By David Schwartz
PHOENIX (Reuters) - A stubborn 5-day-old wildfire that has forced hundreds of people to flee their homes in eastern Arizona grew dramatically to 106,000 acres on Friday, claiming as many as seven dwellings, officials said.
Some 900 firefighters made slow progress on a wind-whipped blaze that nearly doubled in size overnight Thursday and crept to the edge of Alpine, a small enclave of several hundred people located 250 miles northeast of Phoenix, fire officials said.
Alpine and the tiny nearby town of Nutrioso were evacuated on Thursday.
The so-called Wallow Fire, the most severe of three major blazes flaring across the state, burned down a mobile home in Alpine and as many as six cabins in the adjacent Beaver Creek area, American Red Cross officials confirmed Friday.
The blaze ranks as the fourth-largest wildfire on record in Arizona. As of late Friday, firefighters had achieved zero containment of the flames.
"I'm not sure I have the words to describe this -- it's been pretty bad," said Deryl Jevons, a fire information spokesman. "This has been a very fast-moving fire."
Smoke and ash drifting eastward from fires in Arizona and New Mexico prompted air quality advisories to be issued for parts of New Mexico, including Albuquerque, by public health officials there.
Weather conditions were expected to remain about the same in the region on Friday, with a high potential for additional charred acreage due to wind gusts near gale force.

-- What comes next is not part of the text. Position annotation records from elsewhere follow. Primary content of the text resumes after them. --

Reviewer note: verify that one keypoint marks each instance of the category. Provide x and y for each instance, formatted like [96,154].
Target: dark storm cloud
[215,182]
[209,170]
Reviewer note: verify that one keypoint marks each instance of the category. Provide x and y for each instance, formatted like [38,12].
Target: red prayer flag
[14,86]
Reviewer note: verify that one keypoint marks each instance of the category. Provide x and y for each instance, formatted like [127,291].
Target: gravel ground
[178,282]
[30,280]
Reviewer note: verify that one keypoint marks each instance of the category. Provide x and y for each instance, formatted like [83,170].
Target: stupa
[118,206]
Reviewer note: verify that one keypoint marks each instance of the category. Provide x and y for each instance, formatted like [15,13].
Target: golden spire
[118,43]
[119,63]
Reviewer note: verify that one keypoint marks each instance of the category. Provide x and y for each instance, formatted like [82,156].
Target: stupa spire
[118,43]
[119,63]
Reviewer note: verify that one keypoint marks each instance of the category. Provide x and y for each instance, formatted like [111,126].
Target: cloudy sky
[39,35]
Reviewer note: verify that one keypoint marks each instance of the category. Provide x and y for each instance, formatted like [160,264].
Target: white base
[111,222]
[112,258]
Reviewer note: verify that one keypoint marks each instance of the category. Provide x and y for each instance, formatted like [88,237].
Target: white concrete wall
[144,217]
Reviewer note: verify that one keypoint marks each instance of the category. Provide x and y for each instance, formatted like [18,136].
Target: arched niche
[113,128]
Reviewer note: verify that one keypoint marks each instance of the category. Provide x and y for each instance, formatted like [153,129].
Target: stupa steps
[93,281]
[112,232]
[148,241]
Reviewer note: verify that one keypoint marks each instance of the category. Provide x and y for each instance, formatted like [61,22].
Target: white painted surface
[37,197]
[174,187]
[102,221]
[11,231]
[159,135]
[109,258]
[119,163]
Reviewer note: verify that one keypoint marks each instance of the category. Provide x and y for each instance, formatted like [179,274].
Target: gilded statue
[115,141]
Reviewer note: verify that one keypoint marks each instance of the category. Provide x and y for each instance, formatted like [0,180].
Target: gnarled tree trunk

The blaze erupted on Sunday, churning through bone-dry scrub and brush for the first few days. By Thursday, it had blackened 60,000 acres.
Fire officials ordered evacuations later that day of an undermined number of residents in and around Alpine, and a Red Cross shelter was set up for evacuees at a local high school.
There was no immediate word on when displaced residents would be able to return to their homes.